# Copyright in classical music recordings



## fluteman (Dec 7, 2015)

I'm not sure this post belongs here or in the Recorded Music and Publications forum, and this issue no doubt has been raised before, but due to a recent (but now closed) thread, I thought it worth reiterating:
In the US, there currently are no sound recordings in the public domain. Pre- February 1972 recordings are not subject to Federal copyright law until 2067, and a major court decision on the subject (Capitol v. Naxos) suggests that under the basic copyright principles that apply otherwise, copyright protection is forever (a bad and wrong decision imo, but there it is) and post- February 1972 recordings now have 70 years of copyright protection in the US and the EU, though it is still only 50 years in some other countries. As a result, old recordings available for sale or accessible for free abroad often are unavailable by any legal means in the US. Now, who cares about those dusty old pre-1972 recordings? We classical music fans, that's who.
This situation encourages illegal sales to American customers of music freely available in other countries, especially non-EU countries that still observe the 50-year copyright period. Fortunately, over the past 20 years, many of these long out-of-print classical records, including even those from small obscure labels, have been legitimately reissued one way or another. A surprising number of these have appeared on Youtube in recent years, I assume legally(?). There are still exceptions, of course.
I wonder if this situation will continue. The system is easy to cheat, as with a VPN server that can enable one to access online resources unavailable in one's home jurisdiction. Sellers from non-EU European countries burn CDs, no doubt from free downloads available in Europe from libraries and the like, and market them on ebay.
I'm not condoning copyright violations of any kind but giving your credit card number to some anonymous foreign seller in particular is sheer lunacy.


----------



## Monsalvat (11 mo ago)

Disney _really_ likes Mickey Mouse to be copyrighted... what else can I say. https://en.wikipedia.org/wiki/Copyright_Term_Extension_Act


----------



## ribonucleic (Aug 20, 2014)

fluteman said:


> Sellers from non-EU European countries burn CDs, no doubt from free downloads available in Europe from libraries and the like, and market them on ebay.
> I'm not condoning copyright violations of any kind but giving your credit card number to some anonymous foreign seller in particular is sheer lunacy.
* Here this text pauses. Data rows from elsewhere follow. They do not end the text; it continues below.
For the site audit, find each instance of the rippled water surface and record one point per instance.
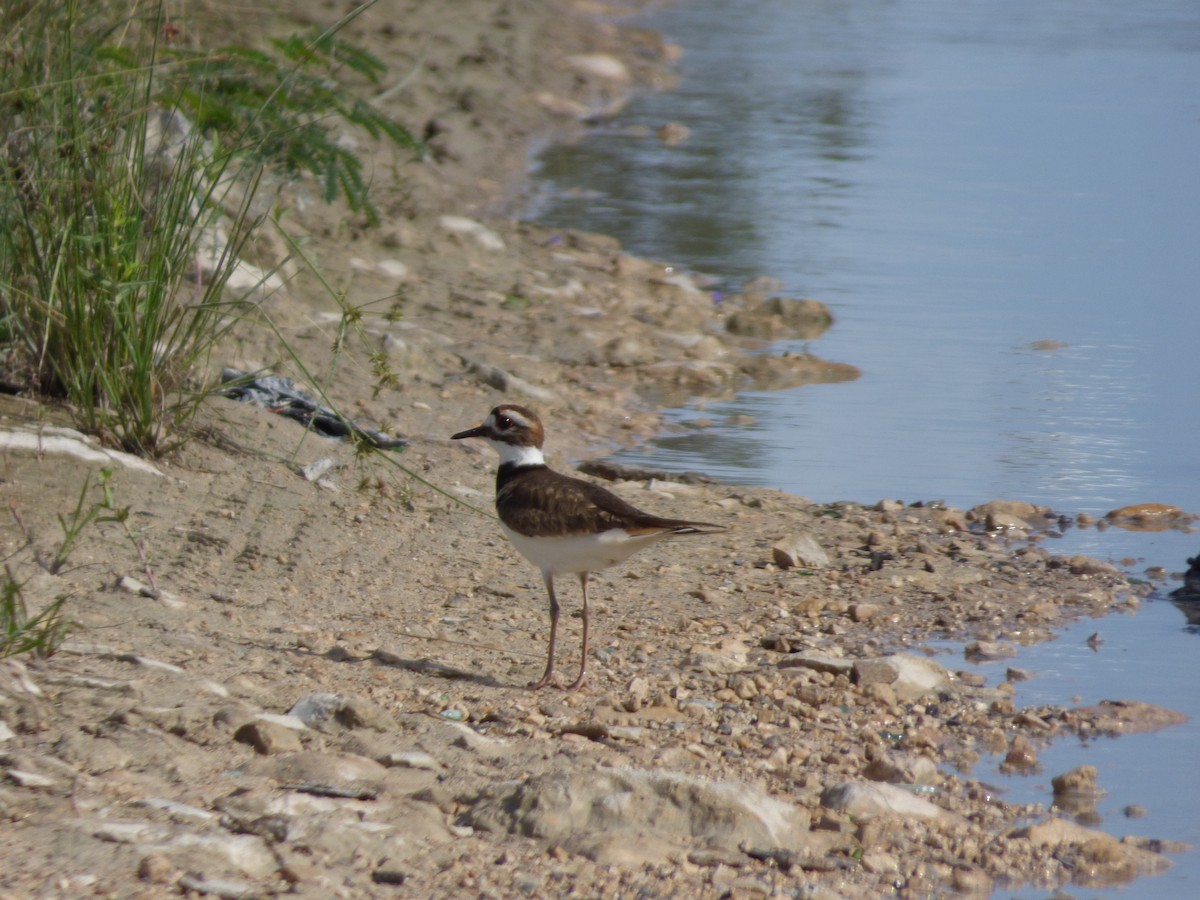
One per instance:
(960, 181)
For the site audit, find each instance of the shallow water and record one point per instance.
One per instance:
(958, 181)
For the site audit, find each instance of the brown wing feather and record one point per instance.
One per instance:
(541, 502)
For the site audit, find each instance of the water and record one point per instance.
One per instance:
(958, 180)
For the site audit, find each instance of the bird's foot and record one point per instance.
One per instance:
(577, 683)
(549, 678)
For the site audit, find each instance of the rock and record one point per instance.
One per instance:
(819, 663)
(484, 237)
(900, 769)
(316, 709)
(1147, 517)
(911, 677)
(729, 655)
(1095, 858)
(598, 65)
(779, 317)
(1001, 510)
(268, 737)
(225, 888)
(988, 651)
(868, 799)
(799, 550)
(1086, 565)
(625, 351)
(409, 760)
(1079, 781)
(634, 816)
(1021, 757)
(360, 713)
(864, 612)
(1126, 717)
(342, 774)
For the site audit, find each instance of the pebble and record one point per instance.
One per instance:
(799, 550)
(269, 737)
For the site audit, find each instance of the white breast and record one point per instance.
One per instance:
(580, 553)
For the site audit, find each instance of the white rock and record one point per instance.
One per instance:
(799, 550)
(67, 442)
(598, 65)
(867, 799)
(484, 235)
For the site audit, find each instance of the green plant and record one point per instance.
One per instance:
(281, 108)
(41, 635)
(121, 222)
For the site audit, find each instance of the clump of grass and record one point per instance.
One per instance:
(19, 633)
(121, 220)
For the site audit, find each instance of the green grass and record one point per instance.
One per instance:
(121, 161)
(129, 174)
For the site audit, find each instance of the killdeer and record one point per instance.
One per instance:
(562, 523)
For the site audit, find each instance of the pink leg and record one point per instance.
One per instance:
(583, 654)
(549, 676)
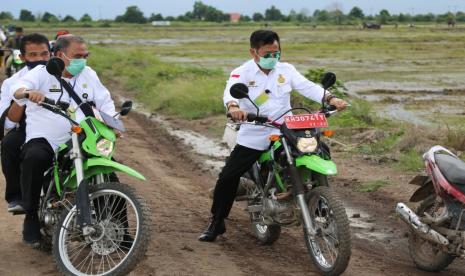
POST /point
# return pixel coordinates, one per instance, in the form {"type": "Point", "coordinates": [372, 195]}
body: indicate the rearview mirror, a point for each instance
{"type": "Point", "coordinates": [328, 80]}
{"type": "Point", "coordinates": [125, 108]}
{"type": "Point", "coordinates": [55, 66]}
{"type": "Point", "coordinates": [239, 91]}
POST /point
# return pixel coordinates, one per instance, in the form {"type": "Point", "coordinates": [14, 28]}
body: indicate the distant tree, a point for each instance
{"type": "Point", "coordinates": [460, 16]}
{"type": "Point", "coordinates": [384, 17]}
{"type": "Point", "coordinates": [245, 18]}
{"type": "Point", "coordinates": [69, 18]}
{"type": "Point", "coordinates": [204, 12]}
{"type": "Point", "coordinates": [49, 18]}
{"type": "Point", "coordinates": [402, 18]}
{"type": "Point", "coordinates": [6, 16]}
{"type": "Point", "coordinates": [356, 12]}
{"type": "Point", "coordinates": [26, 15]}
{"type": "Point", "coordinates": [321, 15]}
{"type": "Point", "coordinates": [257, 17]}
{"type": "Point", "coordinates": [86, 18]}
{"type": "Point", "coordinates": [337, 16]}
{"type": "Point", "coordinates": [156, 17]}
{"type": "Point", "coordinates": [132, 15]}
{"type": "Point", "coordinates": [273, 14]}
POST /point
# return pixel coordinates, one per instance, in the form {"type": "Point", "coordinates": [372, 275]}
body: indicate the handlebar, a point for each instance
{"type": "Point", "coordinates": [51, 103]}
{"type": "Point", "coordinates": [253, 118]}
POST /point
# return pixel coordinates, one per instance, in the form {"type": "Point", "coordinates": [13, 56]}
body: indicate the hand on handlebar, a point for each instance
{"type": "Point", "coordinates": [237, 114]}
{"type": "Point", "coordinates": [340, 104]}
{"type": "Point", "coordinates": [35, 96]}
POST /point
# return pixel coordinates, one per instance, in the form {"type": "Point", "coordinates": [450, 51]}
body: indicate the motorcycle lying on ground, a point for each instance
{"type": "Point", "coordinates": [290, 187]}
{"type": "Point", "coordinates": [95, 226]}
{"type": "Point", "coordinates": [437, 227]}
{"type": "Point", "coordinates": [13, 62]}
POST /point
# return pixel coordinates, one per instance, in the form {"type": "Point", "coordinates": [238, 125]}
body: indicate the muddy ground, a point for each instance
{"type": "Point", "coordinates": [177, 188]}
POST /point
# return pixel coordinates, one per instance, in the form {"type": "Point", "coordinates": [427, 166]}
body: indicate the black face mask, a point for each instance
{"type": "Point", "coordinates": [32, 64]}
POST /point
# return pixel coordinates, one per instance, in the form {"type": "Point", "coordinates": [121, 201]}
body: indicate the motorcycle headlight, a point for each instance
{"type": "Point", "coordinates": [105, 147]}
{"type": "Point", "coordinates": [307, 145]}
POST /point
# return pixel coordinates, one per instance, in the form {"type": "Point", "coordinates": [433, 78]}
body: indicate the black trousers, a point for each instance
{"type": "Point", "coordinates": [11, 161]}
{"type": "Point", "coordinates": [239, 162]}
{"type": "Point", "coordinates": [36, 158]}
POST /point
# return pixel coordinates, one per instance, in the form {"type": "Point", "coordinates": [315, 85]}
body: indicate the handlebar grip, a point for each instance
{"type": "Point", "coordinates": [253, 117]}
{"type": "Point", "coordinates": [48, 101]}
{"type": "Point", "coordinates": [332, 108]}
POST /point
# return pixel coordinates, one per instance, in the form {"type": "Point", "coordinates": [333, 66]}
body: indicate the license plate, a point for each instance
{"type": "Point", "coordinates": [305, 121]}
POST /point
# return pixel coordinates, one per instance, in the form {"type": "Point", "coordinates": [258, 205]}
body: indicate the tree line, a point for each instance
{"type": "Point", "coordinates": [203, 12]}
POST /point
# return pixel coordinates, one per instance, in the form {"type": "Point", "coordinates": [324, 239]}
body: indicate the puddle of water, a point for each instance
{"type": "Point", "coordinates": [199, 143]}
{"type": "Point", "coordinates": [365, 226]}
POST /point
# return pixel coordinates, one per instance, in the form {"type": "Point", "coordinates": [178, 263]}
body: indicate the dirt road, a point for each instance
{"type": "Point", "coordinates": [176, 190]}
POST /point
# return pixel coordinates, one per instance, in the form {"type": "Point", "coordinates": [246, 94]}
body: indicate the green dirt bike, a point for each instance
{"type": "Point", "coordinates": [94, 225]}
{"type": "Point", "coordinates": [289, 186]}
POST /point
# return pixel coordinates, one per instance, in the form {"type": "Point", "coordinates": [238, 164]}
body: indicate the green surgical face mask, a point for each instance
{"type": "Point", "coordinates": [76, 66]}
{"type": "Point", "coordinates": [267, 63]}
{"type": "Point", "coordinates": [269, 60]}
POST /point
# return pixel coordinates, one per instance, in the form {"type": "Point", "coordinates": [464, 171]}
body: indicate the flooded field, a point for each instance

You give your credit card number to eBay - not to the seller.

The original term of copyright in the United States (long predating sound recording, of course) was 14 years - extensible by another 14 years if the author was still alive. The current 95 years is an obscenity worth defying on general principle.


----------



## fluteman (Dec 7, 2015)

ribonucleic said:


> You give your credit card number to eBay - not to the seller.
> 
> The original term of copyright in the United States (long predating sound recording, of course) was 14 years - extensible by another 14 years if the author was still alive. The current 95 years is an obscenity worth defying on general principle.


Right. My point was that buying on ebay is OK but not some random dude on the internet, especially from a foreign country. And you're also right as to copyright. It's supposed to be a limited property right that provides sufficient incentive to innovate but doesn't allow the holder to restrict use forever.


----------